In the crossover between February/March there where a bit over 300 seedlings of tobacco plants and that stock have shrunk down to 120 due to general Alex-stupidity, experimentation, gifting and natural “disasters” (they call it weather here).
“My personal grow rule: Grow as much as you can to give more room for error. Too many seedlings isn’t really a problem, worst case its compost, best case you can make new friends.”Tweet
Tallest plant is about 40 cm (15 inches) so just about halfway to where its supposed to be. I’m expecting this to go very fast from here on out, especially after I used today to fertilize the guys with yummy worm casting and watered it in. Its a bit snug in the 9 grow beds (and pots) spread over the deck.
Its hard to know if the marigolds I grew as guards for the tobacco have done their job properly, but I know that I haven’t seen a single leaf being snacked on and that’s good enough for me. I quite like the sparking yellow flowers too, it brightens up the garden quite a bit.
A simple upgrade for next year is going to be to grow more support plants like the marigolds (and more different varieties, I have my eyes on the Court Jester version which looks magical) but have them in separate containers so the tobacco gets more elbow room and don’t have to compete for nutrients. And I need to get better at cutting them as they grow to get more of them.
Speaking of flowers, I’m allowing some of the Nicotiana Rusticas to finally bloom (after snipping their tops off a couple of times) to practice seed catching, which will come in handy later when I’m saving seeds from the strongest plants for next growing season.

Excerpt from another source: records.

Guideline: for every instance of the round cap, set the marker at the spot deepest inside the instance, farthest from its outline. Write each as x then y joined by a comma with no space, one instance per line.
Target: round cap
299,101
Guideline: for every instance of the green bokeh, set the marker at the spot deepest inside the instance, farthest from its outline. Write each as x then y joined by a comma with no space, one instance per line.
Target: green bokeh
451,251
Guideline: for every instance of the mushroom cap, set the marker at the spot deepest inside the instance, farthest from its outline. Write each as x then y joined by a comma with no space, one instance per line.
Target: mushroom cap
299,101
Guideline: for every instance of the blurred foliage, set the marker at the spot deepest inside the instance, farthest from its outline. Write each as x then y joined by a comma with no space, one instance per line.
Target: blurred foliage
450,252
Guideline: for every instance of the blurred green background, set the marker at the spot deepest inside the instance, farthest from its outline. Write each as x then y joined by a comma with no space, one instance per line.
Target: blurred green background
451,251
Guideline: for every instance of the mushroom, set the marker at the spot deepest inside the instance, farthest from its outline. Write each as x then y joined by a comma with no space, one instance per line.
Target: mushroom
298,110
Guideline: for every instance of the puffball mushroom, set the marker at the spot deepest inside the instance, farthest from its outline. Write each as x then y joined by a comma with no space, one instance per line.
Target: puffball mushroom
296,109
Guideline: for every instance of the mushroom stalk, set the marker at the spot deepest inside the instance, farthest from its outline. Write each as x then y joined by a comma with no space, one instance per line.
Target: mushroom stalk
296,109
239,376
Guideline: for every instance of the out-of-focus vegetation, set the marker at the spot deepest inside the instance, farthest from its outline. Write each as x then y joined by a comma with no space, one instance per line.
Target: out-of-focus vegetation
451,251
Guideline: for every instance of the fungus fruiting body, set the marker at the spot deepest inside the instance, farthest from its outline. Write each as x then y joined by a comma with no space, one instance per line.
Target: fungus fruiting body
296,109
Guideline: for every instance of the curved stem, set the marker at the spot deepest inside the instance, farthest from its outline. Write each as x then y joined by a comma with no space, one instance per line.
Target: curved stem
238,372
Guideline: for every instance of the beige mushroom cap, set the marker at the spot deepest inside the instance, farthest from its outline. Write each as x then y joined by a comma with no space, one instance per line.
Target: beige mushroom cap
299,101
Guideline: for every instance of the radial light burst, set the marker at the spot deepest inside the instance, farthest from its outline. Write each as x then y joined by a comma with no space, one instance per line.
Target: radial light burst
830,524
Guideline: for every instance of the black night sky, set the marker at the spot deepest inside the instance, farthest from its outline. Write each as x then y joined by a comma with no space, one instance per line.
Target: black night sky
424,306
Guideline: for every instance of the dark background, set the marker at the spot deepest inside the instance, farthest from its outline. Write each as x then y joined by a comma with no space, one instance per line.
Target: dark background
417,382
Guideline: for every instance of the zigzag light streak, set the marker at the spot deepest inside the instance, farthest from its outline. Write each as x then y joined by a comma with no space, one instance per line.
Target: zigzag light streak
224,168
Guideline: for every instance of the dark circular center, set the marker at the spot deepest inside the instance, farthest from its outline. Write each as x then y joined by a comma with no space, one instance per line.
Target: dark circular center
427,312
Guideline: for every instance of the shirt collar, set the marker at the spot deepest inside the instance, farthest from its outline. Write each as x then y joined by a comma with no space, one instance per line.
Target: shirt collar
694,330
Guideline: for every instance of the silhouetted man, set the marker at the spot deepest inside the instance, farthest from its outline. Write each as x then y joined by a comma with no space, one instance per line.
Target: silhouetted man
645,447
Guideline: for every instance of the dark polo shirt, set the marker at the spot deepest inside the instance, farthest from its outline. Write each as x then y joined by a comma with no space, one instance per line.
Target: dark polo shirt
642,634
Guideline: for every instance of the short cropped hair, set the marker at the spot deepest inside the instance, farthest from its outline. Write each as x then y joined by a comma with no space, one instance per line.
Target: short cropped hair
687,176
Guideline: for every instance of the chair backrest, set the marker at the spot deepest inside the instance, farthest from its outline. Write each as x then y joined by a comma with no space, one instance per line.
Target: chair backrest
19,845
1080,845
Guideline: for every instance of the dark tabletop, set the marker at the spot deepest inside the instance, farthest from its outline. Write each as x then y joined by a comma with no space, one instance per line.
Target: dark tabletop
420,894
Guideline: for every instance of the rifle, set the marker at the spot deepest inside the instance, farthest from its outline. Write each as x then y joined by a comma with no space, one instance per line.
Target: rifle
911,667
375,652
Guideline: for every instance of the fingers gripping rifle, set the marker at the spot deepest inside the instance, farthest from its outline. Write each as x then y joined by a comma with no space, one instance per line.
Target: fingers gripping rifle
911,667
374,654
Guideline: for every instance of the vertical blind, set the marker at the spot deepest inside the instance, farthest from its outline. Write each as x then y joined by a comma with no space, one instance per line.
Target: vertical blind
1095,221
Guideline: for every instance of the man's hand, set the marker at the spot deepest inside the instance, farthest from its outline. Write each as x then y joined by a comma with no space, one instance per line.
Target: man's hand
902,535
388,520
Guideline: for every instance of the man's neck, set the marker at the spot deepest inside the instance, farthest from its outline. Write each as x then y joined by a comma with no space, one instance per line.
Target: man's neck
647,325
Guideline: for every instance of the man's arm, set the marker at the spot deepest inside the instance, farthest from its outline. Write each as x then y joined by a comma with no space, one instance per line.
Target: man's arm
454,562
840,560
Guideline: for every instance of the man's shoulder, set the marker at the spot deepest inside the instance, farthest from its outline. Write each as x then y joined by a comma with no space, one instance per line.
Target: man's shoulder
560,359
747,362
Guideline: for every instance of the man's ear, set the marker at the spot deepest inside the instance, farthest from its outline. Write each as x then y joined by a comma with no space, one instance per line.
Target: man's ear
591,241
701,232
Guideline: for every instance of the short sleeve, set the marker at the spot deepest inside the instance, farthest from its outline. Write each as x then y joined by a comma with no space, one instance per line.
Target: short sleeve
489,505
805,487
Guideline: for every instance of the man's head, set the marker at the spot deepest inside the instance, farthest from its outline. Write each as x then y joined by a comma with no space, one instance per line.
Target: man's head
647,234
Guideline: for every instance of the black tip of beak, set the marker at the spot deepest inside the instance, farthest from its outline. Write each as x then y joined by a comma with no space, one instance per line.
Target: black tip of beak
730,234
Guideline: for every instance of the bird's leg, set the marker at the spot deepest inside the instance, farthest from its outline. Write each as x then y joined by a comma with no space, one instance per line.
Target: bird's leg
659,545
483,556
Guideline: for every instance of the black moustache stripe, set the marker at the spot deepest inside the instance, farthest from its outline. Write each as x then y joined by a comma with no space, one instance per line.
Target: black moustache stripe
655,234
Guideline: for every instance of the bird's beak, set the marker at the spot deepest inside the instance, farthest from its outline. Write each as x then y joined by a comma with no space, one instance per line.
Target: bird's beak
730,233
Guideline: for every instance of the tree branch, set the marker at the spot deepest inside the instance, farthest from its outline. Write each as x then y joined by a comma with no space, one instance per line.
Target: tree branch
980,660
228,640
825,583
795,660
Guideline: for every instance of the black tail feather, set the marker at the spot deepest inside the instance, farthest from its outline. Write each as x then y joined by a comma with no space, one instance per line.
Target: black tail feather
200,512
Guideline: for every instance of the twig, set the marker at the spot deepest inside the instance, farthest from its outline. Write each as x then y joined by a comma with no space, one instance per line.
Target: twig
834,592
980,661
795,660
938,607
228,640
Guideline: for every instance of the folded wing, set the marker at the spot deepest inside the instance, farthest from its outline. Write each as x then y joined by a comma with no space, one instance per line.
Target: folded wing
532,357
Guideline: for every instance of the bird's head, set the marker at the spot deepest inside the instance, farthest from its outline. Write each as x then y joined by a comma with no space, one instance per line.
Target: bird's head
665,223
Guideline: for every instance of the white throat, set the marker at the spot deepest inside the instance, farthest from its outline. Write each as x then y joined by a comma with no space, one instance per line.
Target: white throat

When I sent a couple of pictures from the process to one of my friends he suggested I’d take the opportunity with all these interesting mixes of things growing to capture some wild yeast and make beer out of it. Not a bad idea actually. A creative way to get another use out of the garden that I hadn’t thought about. A truly unique yeast. I’ll let you know how that goes, but Tobacco Field Flavored Yest has a nice ring to it.